Le Tarn-et-Garonne ne fait pas partie des grandes destinations de l'ufologie mondiale, loin des plaines du Nouveau-Mexique ou du Nevada. Et pourtant, le département a lui aussi ses mystères. Dans les archives du GEIPAN, le Groupe d'études et d'informations sur les phénomènes aérospatiaux non identifiés rattaché au CNES, figurent plusieurs témoignages recueillis en Tarn-et-Garonne. Deux d'entre eux se distinguent par leur caractère particulièrement troublant : à ce jour, aucune explication rationnelle n'a permis de les classer définitivement.
Tout commence le 6 octobre 2010, vers 20h17. Deux témoins affirment avoir vu, au-dessus de la centrale nucléaire de Golfech, un objet en forme de triangle noir, doté de lumières clignotantes à chacune de ses extrémités et d'un point lumineux rouge en son centre. L'appareil vole à basse altitude, sans émettre le moindre bruit, avant de s'éloigner en direction de Saint-Loup. La scène est même filmée par l'un des témoins.
Le site est pourtant classé comme zone de survol interdit, en particulier pour les drones et les activités de loisir aérien, ce qui rend l'incident d'autant plus intrigant.
Les enquêteurs du GEIPAN se penchent rapidement sur l'affaire et envisagent d'abord la piste d'un simple aéronef. Mais l'enquête se complique : les deux témoins ne s'accordent pas sur la nature du phénomène observé, l'un étant convaincu qu'il s'agit d'un OVNI quand l'autre reste sceptique face aux gendarmes. Quant à la vidéo, elle se révèle décevante puisqu'elle ne montre en réalité que des lampadaires.
Malgré ces zones d'ombre, la piste d'un avion ou d'un hélicoptère est écartée : aucun radar n'a détecté d'appareil correspondant ce soir-là. Les investigations confirment tout de même qu'un objet triangulaire similaire à la description a bien survolé le site. Résultat : les experts du GEIPAN eux-mêmes se divisent. Une minorité de quatre enquêteurs juge le phénomène réellement inexpliqué, tandis que huit autres estiment que le dossier manque simplement de preuves suffisantes pour trancher.
Le second cas est bien plus ancien. Il remonte au 6 octobre 1980, vers 6 heures du matin. Une automobiliste circulant à Montauban aperçoit un objet lumineux, brillant comme un tube néon, volant à basse altitude avec une silhouette qui évoque d'abord une fusée. L'objet marque un arrêt puis repart à la verticale, révélant alors une forme différente, plus proche d'une assiette renversée. Il finit par disparaître dans l'obscurité, toujours sans bruit.
Le témoignage reste cependant assez imprécis, et personne d'autre ne s'est manifesté pour le corroborer. Selon la conductrice, l'objet évoluait en arc de cercle à une cinquantaine de mètres de son véhicule. Les gendarmes dépêchés sur place se montrent eux-mêmes perplexes, sans parvenir à avancer une explication logique. Quarante ans plus tard, l'affaire reste toujours aussi mystérieuse.

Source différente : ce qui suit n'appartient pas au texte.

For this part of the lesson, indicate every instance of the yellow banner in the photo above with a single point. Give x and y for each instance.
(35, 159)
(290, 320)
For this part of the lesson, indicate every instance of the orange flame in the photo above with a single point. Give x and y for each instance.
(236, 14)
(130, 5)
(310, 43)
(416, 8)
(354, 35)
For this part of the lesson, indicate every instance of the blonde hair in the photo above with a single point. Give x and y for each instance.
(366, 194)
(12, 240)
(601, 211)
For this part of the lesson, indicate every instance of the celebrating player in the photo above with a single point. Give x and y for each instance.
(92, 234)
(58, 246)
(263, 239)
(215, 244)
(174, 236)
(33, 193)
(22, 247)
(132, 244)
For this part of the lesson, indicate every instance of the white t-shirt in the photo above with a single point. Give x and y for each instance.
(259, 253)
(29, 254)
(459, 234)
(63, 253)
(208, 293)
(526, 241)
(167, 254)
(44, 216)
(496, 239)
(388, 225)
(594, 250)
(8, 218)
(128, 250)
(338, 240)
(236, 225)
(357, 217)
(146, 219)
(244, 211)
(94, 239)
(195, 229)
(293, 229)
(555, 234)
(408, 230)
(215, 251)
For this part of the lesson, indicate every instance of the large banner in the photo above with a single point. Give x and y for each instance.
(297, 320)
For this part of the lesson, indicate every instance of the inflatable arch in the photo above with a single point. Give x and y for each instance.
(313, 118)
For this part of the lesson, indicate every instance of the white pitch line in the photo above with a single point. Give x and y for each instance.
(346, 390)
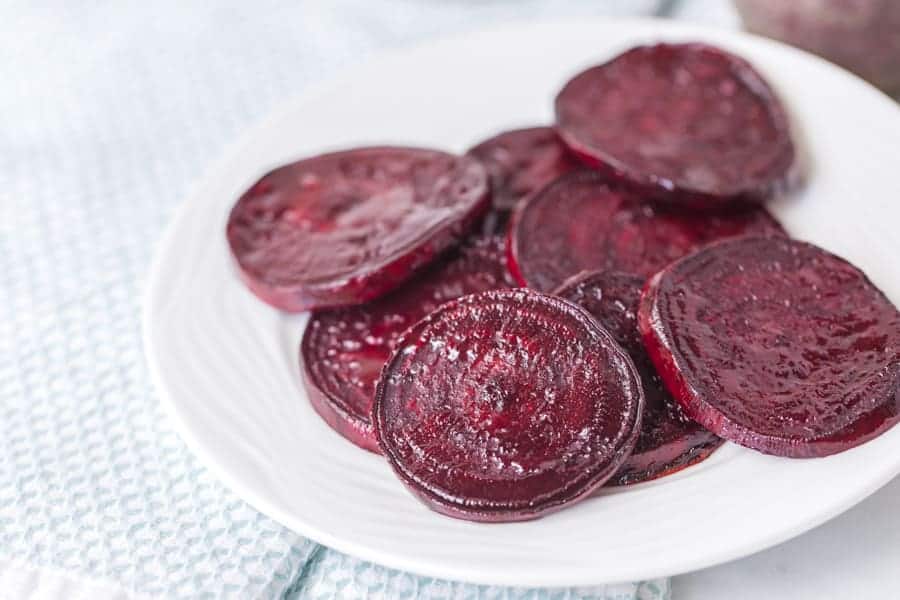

Contrairement à ce que son sujet pourrait laisser penser, le GEIPAN n'a rien d'une officine à la recherche de preuves d'une vie extraterrestre. Créé en 1977, cet organisme unique au monde a pour mission de recueillir et d'analyser les témoignages de personnes ayant observé des phénomènes aériens qu'elles jugent inexpliqués. Chaque signalement suit un protocole rigoureux, avec parfois le déplacement d'enquêteurs sur le terrain, avant d'être classé selon quatre catégories : phénomène identifié, probablement identifié, non identifiable par manque de données, ou non identifié malgré une enquête complète.
Toutes les archives sont consultables gratuitement sur le site officiel du GEIPAN. Sur l'ensemble des cas recensés, seuls 3,1 % restent véritablement inexpliqués à l'issue de l'enquête — une rareté qui donne tout leur poids aux deux dossiers tarn-et-garonnais évoqués ici.
Que ce soit le triangle silencieux de Golfech ou l'étrange assiette de Montauban, ces deux témoignages illustrent bien le travail du GEIPAN : ni sensationnalisme, ni certitude hâtive, mais une enquête méthodique qui, parfois, ne débouche sur aucune conclusion définitive. De quoi nourrir, quarante ou quinze ans après les faits, l'imagination de tous ceux qui lèvent les yeux vers le ciel du Tarn-et-Garonne.